The experiments on reasoning tasks are comprehensive.
The content of this paper is sufficient.

缺点

The novelty and contribution of this paper should be further justified as some of the related papers are not included and discussed:

[1] One-Shot Learning as Instruction Data Prospector for Large Language Models. (ACL24) [1] proposed a method that utilizes one-shot in-context learning with a validation set to find the data that suits the LLMs to be trained, which looks similar to your step2 method “The one-shot in-context learning performance of the student model”.

[2] Selective Reflection-Tuning: Student-Selected Data Recycling for LLM Instruction-Tuning. (ACL24 findings) The motivation of [2] is “Many recent methods focus on improving the data quality but often overlook the compatibility of the data with the student model being finetuned”, which seems related to yours “Current methods for generating these instruction-tuning datasets tend to focus solely on the quality of the questions and rationales from the teacher model’s perspective, often neglecting the learning preferences of the student language model.”

[3] LLM2LLM: Boosting LLMs with Novel Iterative Data Enhancement. (ACL24 findings) [3] also proposed a teacher-student interactive pipeline that “uses a teacher LLM to enhance a small seed dataset by augmenting additional data that can be used for fine-tuning on a specific task”. It also seems to try to find the data that student LLMs are not good at, which is related to your work.

I understand the difficulty of doing a thorough literature review, but I think the inclusion and discussions of these papers are highly prefered.

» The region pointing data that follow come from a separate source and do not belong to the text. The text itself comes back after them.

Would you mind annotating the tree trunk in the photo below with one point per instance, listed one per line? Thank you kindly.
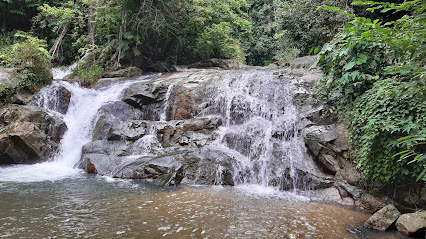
(3, 21)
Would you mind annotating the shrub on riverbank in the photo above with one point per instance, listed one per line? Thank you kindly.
(375, 76)
(31, 61)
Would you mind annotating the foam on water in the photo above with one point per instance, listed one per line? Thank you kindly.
(83, 107)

As far as I know, GPT-4-LLM, Tulu-v2, UltraChat, and WizardLM datasets are originally built for general instruction-following abilities and they do not explicitly contain the reasoning task training data, while your method seems to use the training data. This might lead to potential unfair comparisons. For example, in Table 3, Vanilla Gemma-2B + previous datasets settings lead to a really low performance compared with your ablations. Maybe a general instruction-following benchmark like Alpaca_Eval is required if you want to compare your method with the previous ones.
Related to the previous point, I think Insight 1 should be further justified. More analysis should be made on why “the more detailed the rationale does not necessarily mean the better the performance”. Is it possible that it is only because the evaluation metric is not suitable to the long and diverse responses?
For both Insight 1 and 2, I think you might need to constrain your conclusion into “finetuning on sub-task”, because these conclusions might not be true for the general instruction-following abilities, especially for this benchmark: [4] Evaluating Large Language Models at Evaluating Instruction Following. (ICLR24)

问题

N/A

撤稿通知

2024-11-27

I have read and agree with the venue's withdrawal policy on behalf of myself and my co-authors.